Sue, 59 has been living with a terminal illness for 18 months and has struggled with social isolation since life altering surgery and infection caused her to lose a leg. Sue and her son, Tristan, 20, have found a community of support at Mustard Tree, helping them to make the most of the time she has left.
“In 2009 I was diagnosed with cancer and started my chemotherapy the same day my son left primary school. I spent his 11th birthday in the Christies,” said Sue.
The last 10 years have seen Sue battling multiple health complications, including losing her leg to infection, all while raising her young son on her own. As Sue says:
“I was rushed into hospital multiple times due to infection and complications. A graft in my right groin failed and unfortunately did not heal,
resulting in a serious infection. By the next year, the circulation to my right leg totally failed so I lost my leg just above the knee. All this while raising a teenager with learning and coordination difficulties, as a single mum.”

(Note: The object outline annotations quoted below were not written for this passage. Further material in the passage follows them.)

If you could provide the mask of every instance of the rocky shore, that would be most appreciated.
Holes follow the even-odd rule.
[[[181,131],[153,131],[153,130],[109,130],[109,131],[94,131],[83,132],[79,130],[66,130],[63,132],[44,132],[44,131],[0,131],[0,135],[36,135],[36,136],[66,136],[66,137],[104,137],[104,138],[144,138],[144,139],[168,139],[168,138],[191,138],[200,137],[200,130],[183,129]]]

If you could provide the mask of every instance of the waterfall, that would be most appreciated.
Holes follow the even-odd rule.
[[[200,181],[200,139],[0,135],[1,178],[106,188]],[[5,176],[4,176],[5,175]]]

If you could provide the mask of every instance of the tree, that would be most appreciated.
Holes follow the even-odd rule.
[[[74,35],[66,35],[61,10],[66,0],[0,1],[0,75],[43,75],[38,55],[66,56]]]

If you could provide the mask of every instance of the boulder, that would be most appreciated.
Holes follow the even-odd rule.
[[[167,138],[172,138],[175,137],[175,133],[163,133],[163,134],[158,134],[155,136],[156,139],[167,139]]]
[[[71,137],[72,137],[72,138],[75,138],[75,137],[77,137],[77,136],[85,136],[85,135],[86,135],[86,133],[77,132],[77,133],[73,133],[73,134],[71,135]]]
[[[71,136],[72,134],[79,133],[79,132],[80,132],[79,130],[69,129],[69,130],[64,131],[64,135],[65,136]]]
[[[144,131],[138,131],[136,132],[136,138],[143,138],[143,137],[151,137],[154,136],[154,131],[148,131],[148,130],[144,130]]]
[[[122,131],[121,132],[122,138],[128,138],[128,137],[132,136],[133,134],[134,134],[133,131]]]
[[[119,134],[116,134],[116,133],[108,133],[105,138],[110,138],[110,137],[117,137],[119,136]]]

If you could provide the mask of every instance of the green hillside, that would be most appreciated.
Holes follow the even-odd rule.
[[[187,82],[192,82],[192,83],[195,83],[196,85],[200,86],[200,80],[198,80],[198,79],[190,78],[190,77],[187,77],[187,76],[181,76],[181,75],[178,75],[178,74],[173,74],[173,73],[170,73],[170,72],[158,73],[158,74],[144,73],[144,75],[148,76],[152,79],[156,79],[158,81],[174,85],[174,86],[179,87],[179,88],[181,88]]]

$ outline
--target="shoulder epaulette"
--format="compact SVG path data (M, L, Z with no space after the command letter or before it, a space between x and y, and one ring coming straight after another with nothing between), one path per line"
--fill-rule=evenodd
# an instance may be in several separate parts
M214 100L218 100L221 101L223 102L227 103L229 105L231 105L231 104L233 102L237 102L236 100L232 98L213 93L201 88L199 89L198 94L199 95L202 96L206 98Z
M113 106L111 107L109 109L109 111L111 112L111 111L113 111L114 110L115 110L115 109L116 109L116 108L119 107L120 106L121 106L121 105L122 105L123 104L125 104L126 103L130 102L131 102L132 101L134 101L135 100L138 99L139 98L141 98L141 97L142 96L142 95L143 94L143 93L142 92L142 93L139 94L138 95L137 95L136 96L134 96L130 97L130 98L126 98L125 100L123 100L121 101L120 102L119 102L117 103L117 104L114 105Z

“I felt completely isolated. Bringing up my son on my own, all I was doing was cooking, cleaning, doing housework, repeat, seeing no one. I felt like I had nothing of my own trapped in the house. I couldn’t work while I was bringing up Tristan. Then when Tristan was old enough was when things started to go wrong with my health and I just felt like everything was snatched from me,” said Sue.
Sue is now living with terminal cancer, but she is determined to make the most of the time she has left. Joining Mustard Tree has been a lifeline for both her and Tristan.
“Getting involved with Mustard Tree has helped keep me going. I needed something to get me out of bed and keep me focused on something else. I wanted to show I’m more than just my health problems or disability. I had wanted to get involved somewhere, but always struggled because of accessibility in my wheelchair. At Mustard Tree I can fly round, go upstairs in the lift and retain my independence. I love it,” said Sue.
Mustard Tree’s purpose is to create a safe place filled with opportunities for people in need to develop and progress. For Sue it has meant becoming part of a community, being seen as a person of value and most importantly seeing her son thrive. As Sue says:
“I am learning about working in Retail, doing something useful. I am serving and helping customers in the shop – which I really enjoy. Here I feel friendship. Mustard Tree means I can meet people, get out of the house and meet people. It has made such a difference to my quality of life.
“Coming here gives me something to look forward to and a purpose. It was also important for me that my son will be properly supported. We have only ever really had each other, but now at Mustard Tree I feel we both have much more than that.”